カープは育成4選手を含めて11選手を指名した。

 10月11日に行われた今年のドラフトでカープは育成を含め11名の選手を指名。プロの世界に飛び込んでくる選手たちは、どんなプレーを持ち味にしているのか。アマチュア球界を長年取材し指名候補選手に詳しい安倍昌彦氏にカープが指名した11選手の特徴、期待される役割などを語ってもらった。

 今回はドラフト1巡目指名・黒原拓未(関西学院大)の徹底解説をお届け。安倍昌彦氏の視点で、即戦力としての期待も大きい左腕の魅力を紹介する。

カープから1巡目指名を受けた黒原拓未(関西学院大)投手。

◆カープの若手左腕たちに刺激を与える存在として期待

 大学2年時から主戦投手の1人としてリーグ戦で奮戦。数多くの場数を踏むなかで、痛い目に遭うこともありましたが、高い経験値を獲得してきました。今春のリーグ戦ではエースとして5勝を挙げてMVP。14季ぶりのリーグVの牽引者となった投手です。
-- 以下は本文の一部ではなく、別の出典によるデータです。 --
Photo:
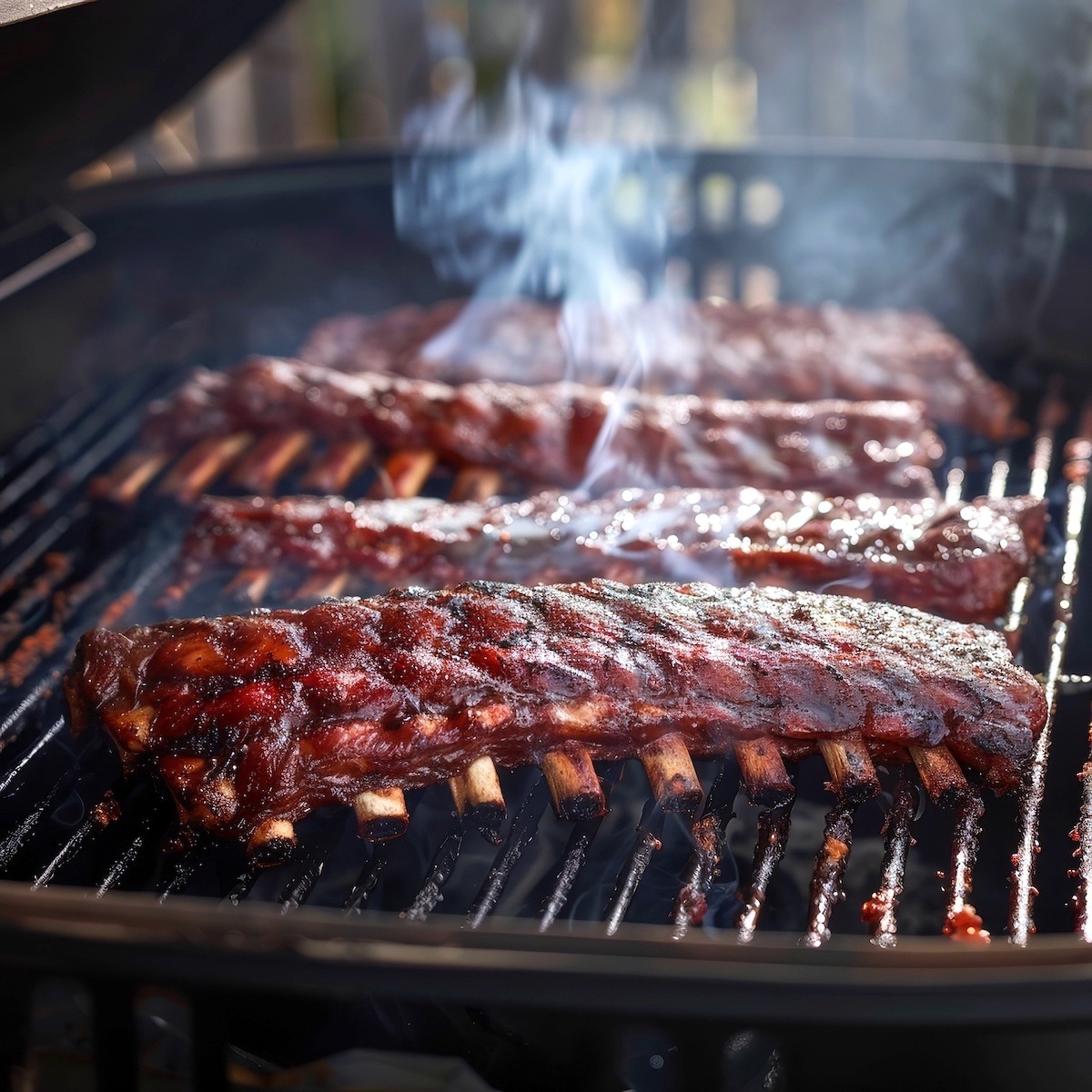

 黒原拓未の投球は、アベレージ145キロ前後の速球に、スライダー、チェンジアップ、スプリットを交えて、果敢に攻めるスタイル。時折り、力余って球が高く抜け始めても、『整える球』としてカットボールも使えます。サウスポーにしか投げられないクロスファイアーが右打者のふところに食い込み、チェンジアップが左打者の内角に沈んで、バットの芯を外していくシーンをよく見たものです。

 150キロを超える投球パワーがあるだけに、強く投げようとし過ぎないほうが持ち味を発揮できると思います。今後は、7分の力感から『10』の威力の投球を目指したいところです。

 智弁和歌山高では若きスラッガー・林晃汰の1年先輩にあたります。成長著しい後輩をバックに、豪快に腕を振り下ろす舞台は、先発のマウンドなのか、しびれる場面のリリーフとなるのか。いずれにしても、期待されるのは、来年の開幕からの一軍マウンドに違いないはずです。

 この秋のうちに、制球力を3球で打者を追い込めるレベルまで高めて、プロの世界に挑みたいところ。床田寛樹、高橋昂也、森浦大輔、玉村昇悟……カープには若手左腕が多いだけに、黒原加入が生み出す相乗効果にも期待しています。

関学スポーツの号外を手に笑顔をみせる黒原拓未投手。

●ドラフト1巡目:黒原拓未(投手・関西学院大)
くろはら たくみ/1999年11月29日(21歳)/左投左打/173cm・77kg

●解説:安倍昌彦
あべまさひこ/スポーツジャーナリスト。1955年4月24日、宮城県仙台市生まれ。早稲田大高等学院、早稲田大学野球部にて捕手を務めた。卒業後会社勤務ののち、野球雑誌『野球太郎』の立ち上げに参加。ドラフト候補選手たちの投球を実際にブルペンで受けた上で選手たちの状況を語る“流しのブルペンキャッチャー”としての活動は現在も継続中。各種webマガジンでドラフト候補選手たちにまつわる連載を担当している。